JOE ANTOS: He mentions things that, depending on how you interpret them, could really fit well within traditional Republican views.

KODJAK: Among those items, Trump calls for people to deduct their health insurance premiums from their taxes and use tax-free health savings accounts to pay for out-of-pocket costs. He proposes changes to Medicaid, the government health insurance for the poor and disabled. He’d give a fixed amount of money to each state rather than using today’s cost-sharing formulas. Trump’s plan leaves a lot up to interpretation. Antos likes the tax provision because he’s assuming Trump would ensure they be structured to benefit low-income people, but other conservatives see it differently. Jeffrey Anderson is a senior fellow at the Hudson Institute. He looks at the proposals for deducting premiums and health savings accounts and sees a huge giveaway.

JEFFREY ANDERSON: It creates a new tax loophole by providing an open-ended tax break on the individual side.

KODJAK: Anderson agrees with Trump’s goal to repeal the Affordable Care Act, but her worries about Medicaid. Trump’s plan says, quote, “we must review basic options for Medicaid and work with the states to ensure that those who want health care coverage can have it.” Anderson says that sounds to him like a huge Medicaid expansion. That’s the conservative discussion. Liberals are interpreting Trump in yet another way. Igor Volsky is deputy director of the American Progress Action Fund. He says Trump wants to simply ditch Obamacare.

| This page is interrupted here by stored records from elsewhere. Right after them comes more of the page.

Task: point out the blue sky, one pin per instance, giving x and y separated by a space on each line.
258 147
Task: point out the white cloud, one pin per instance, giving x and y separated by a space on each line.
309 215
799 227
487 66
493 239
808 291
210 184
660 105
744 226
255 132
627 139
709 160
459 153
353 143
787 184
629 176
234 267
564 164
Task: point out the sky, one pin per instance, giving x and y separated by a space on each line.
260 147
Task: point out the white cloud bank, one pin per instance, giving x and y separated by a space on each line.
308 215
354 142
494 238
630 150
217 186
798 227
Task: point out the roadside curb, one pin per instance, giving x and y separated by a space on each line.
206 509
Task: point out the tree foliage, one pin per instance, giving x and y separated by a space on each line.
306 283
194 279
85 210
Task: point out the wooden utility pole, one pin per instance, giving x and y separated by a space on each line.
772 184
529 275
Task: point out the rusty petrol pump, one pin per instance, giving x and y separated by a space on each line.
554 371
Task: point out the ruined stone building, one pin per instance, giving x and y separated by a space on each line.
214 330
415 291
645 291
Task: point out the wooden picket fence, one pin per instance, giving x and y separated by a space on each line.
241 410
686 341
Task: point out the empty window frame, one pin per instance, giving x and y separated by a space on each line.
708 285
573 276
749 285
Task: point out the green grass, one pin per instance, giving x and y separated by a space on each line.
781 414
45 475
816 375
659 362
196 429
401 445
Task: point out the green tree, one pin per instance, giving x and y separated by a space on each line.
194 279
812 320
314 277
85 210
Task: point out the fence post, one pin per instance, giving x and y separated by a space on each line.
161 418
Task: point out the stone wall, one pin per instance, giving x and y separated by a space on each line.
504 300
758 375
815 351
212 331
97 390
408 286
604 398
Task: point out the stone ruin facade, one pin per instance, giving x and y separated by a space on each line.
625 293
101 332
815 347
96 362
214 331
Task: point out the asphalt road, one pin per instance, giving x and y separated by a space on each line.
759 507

IGOR VOLSKY: It gets rid of Obamacare but doesn’t talk about coverage expansion, doesn’t talk about cost controls. And so we’re left in the world where a lot of people are losing the coverage they currently have under Obamacare and they don’t actually get anything in return.

KODJAK: We asked the Trump campaign to clarify some of these provisions. A spokeswoman said via email, quote, “the plan speaks for itself.” Alison Kodjak, NPR News.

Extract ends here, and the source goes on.